Borders and Roses
The garden took off in the wet June and now my borders are lush and virtually confluent so that there is (almost) no need to weed. A “chelsea chop” at the end of May (great for the compost heap) has helped to control the height of sedums, heleniums and leucanthemum (Shasta daisy). The sedums would be shorter, sturdier and more effective if they were growing on less rich soil. I got the plant supports in place just in the nick of time so that now the taller plants are gently controlled but are not too regimented- and, best of all, the supports are no longer visible. The michaelmas daisies are going to be magnificent in another month or so-the wet spring has really suited them. Putting in these supports each year is a time-consuming job which must be done before the plants are too tall ideally in mid-May here. I would love my plants to grow through artistically woven hazel or birch prunings, but lack the prunings. I have a large hazel tree- perhaps I should do some coppicing?

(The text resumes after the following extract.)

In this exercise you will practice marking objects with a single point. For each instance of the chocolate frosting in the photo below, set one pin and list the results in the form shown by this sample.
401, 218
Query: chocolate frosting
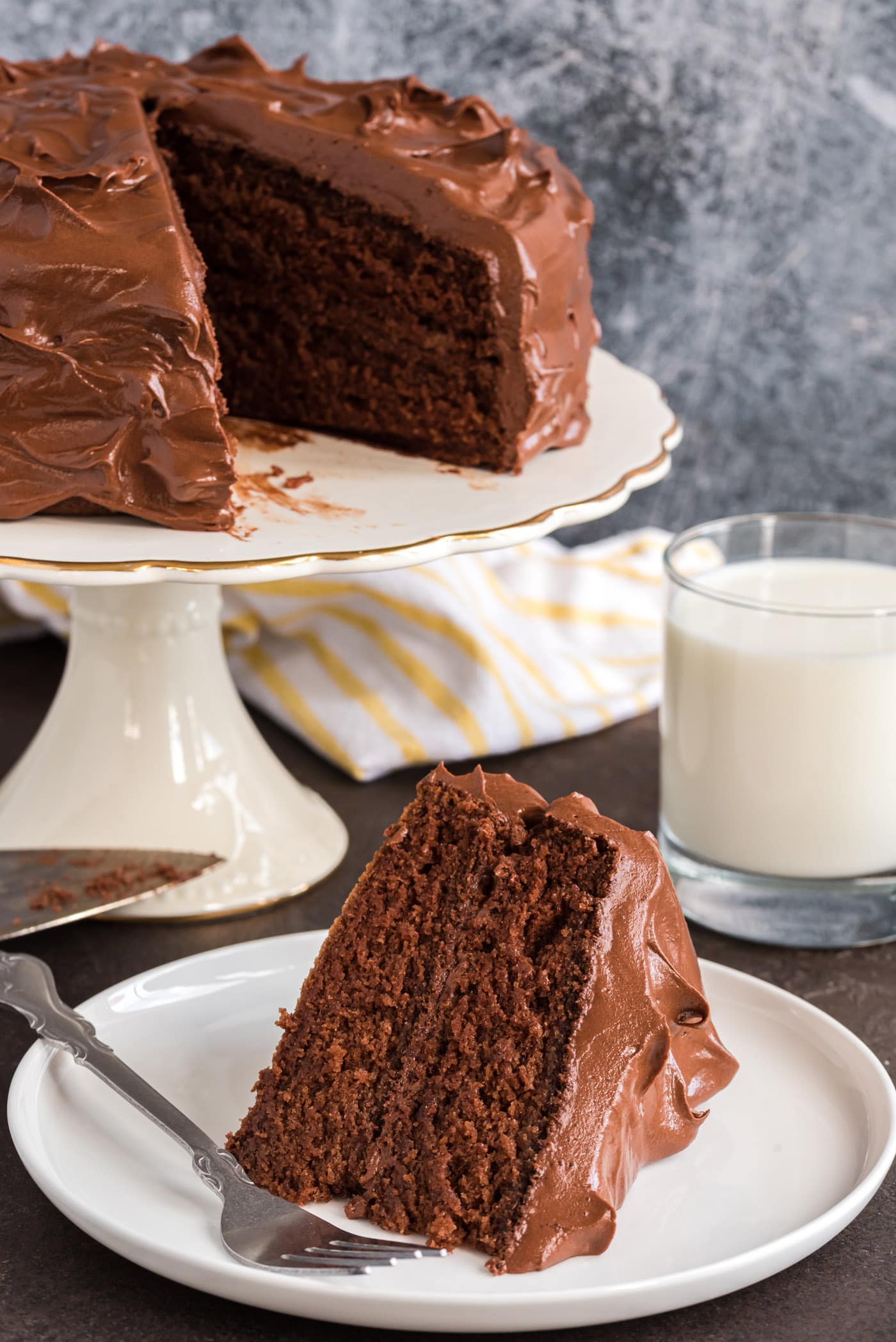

The roses have been wonderful although the endless rain in June did damage many of the flowers. The blooms of the climber, “Schoolgirl” , which is sheltered by the eaves of the thatch, tends to escape damage. The heavy clusters of flower on the hybrid musk, “Buff Beauty” were not so lucky.
My favourite geranium, the exquisite Geranium pratense ‘Plenum Violaceum’, is particularly magnificent. The damp spring has encouraged it to reach new heights and the button-hole sized, double violet blue flowers are stunning. I acquired Geranium pratense ‘Plenum Album’ last year and it is looking good, but is not as lovely as the violet form.
The clematis “Star of India”, which I had to move a couple of years ago, is flowering well. The large purple flowers are mixed in with straw-coloured Stipa gigantia. The hot bed is coming into its own with heleniums beginning to open.There is a lot to look forward to.